I am a quiet person. You wouldn’t know it from the length of some of my blog posts but, I am.
The fact that I don’t really enjoy having to have conversations or social settings like parties used to really bother me.
I’d feel guilty and I’d beat myself up about it, because I thought…”What kind of person doesn’t like parties”?
The answer would come.
“A boring person.”
Well–damn. I didn’t want to be a “boring person”! LOL
In my mind, it wasn’t a favorable thing. It wasn’t acceptable. It wasn’t “right”. And yet, the fact remained.
So, how did I come to accept it?
Well…honestly, simply, I remembered what she told me.
“…it’s you and there is nothing “wrong” with it.”
For some reason, that echoed over and over again in my head.
So what if I don’t like parties! So what if I’m not inherently gregarious! So what if I’m a “boring person”!
It’s me and there is nothing wrong with it.
Now, if I decided that I wanted to make a change, then that would be my decided choice.
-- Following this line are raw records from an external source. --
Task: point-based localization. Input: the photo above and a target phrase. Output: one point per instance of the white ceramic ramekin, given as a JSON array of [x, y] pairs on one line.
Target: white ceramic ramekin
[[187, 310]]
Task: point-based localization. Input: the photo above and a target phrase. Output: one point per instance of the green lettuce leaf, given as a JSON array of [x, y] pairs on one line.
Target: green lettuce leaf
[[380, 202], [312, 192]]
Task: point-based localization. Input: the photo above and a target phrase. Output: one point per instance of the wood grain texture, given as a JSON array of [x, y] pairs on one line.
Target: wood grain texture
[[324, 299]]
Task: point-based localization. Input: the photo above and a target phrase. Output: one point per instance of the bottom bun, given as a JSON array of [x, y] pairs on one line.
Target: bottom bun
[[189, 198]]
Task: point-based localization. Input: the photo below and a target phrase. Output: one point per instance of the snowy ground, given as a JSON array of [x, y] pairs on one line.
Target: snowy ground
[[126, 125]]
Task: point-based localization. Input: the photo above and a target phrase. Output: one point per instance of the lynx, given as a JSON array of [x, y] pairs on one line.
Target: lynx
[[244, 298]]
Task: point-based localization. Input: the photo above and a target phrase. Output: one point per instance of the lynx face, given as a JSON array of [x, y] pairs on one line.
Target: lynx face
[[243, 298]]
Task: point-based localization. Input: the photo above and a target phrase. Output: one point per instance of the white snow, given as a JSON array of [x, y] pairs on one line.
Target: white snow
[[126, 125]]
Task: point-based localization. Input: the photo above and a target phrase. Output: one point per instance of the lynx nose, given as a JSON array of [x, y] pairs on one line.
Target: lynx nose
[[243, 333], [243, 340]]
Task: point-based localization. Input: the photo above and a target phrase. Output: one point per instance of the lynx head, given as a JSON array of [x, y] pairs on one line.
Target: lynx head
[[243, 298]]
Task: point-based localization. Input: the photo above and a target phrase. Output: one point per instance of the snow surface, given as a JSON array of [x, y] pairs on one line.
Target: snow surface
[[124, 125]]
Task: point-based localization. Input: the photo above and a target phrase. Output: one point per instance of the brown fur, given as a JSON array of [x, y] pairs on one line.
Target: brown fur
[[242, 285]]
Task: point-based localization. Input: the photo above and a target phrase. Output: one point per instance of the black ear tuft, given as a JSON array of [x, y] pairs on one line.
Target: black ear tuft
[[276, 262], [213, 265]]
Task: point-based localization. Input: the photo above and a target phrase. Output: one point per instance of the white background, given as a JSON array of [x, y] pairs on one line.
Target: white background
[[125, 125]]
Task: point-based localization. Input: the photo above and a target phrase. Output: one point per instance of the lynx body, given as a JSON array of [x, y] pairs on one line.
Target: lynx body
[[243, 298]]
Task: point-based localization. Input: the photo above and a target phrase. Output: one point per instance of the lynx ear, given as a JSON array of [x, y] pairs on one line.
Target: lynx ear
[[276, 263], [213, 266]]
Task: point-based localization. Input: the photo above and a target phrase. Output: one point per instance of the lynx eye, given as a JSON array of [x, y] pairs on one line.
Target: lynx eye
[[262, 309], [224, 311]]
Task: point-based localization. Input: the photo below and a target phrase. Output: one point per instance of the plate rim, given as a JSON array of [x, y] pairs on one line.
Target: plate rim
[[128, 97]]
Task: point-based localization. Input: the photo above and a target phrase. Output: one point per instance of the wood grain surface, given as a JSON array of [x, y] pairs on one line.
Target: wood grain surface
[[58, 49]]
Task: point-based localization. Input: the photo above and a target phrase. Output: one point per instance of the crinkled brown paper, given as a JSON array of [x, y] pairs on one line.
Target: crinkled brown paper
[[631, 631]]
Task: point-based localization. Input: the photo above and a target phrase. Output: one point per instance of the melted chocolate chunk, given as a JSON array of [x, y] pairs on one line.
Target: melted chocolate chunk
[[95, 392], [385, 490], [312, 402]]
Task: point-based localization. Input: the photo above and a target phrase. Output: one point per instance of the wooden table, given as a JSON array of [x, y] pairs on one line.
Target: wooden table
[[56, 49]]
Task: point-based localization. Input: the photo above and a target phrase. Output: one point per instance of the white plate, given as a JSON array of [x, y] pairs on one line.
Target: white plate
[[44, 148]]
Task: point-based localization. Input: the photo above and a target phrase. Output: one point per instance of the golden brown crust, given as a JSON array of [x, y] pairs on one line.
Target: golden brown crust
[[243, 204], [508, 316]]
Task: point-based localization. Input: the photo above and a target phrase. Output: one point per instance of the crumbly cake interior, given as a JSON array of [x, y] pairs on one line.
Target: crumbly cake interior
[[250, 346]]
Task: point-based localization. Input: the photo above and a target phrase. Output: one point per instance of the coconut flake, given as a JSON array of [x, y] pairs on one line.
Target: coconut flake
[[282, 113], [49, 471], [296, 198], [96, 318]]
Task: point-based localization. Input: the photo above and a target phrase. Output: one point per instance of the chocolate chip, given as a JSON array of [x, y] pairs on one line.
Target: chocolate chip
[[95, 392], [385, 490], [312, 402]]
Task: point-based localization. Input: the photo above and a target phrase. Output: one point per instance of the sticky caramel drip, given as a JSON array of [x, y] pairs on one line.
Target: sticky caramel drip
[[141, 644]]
I knew that accepting what was already true was an important thing to do.
I started applying this notion to all of my truths (that made me feel guilty). As a result, I felt much more free about being.
I must add that blogging has played (and continues to play) a tremendous role in my journey.
Looking back at some earlier posts, I am able to see the aforementioned changes. I can hear and feel a sense of growth, which is pretty cool.
The fact that I’ve been challenged and inspired by so many other Bloggers and Vloggers is also awesome! Their motivational words, timely advice and encouragement helped push me towards this much calmer place of improved (and less judgmental) self-perception. Thanks Yep, JT, Jacquai, Roshini, Sunshine, BronzeGoddess, and Yvette!
It makes me feel even more like…everyone has a story to tell and experiences to share. And that, our experiences must have some significance (not merely because their our experiences but…) because, when shared, they can help someone else to grow and hopefully share theirs. It continues on, and soon everyone’s filled with some level of inspiration.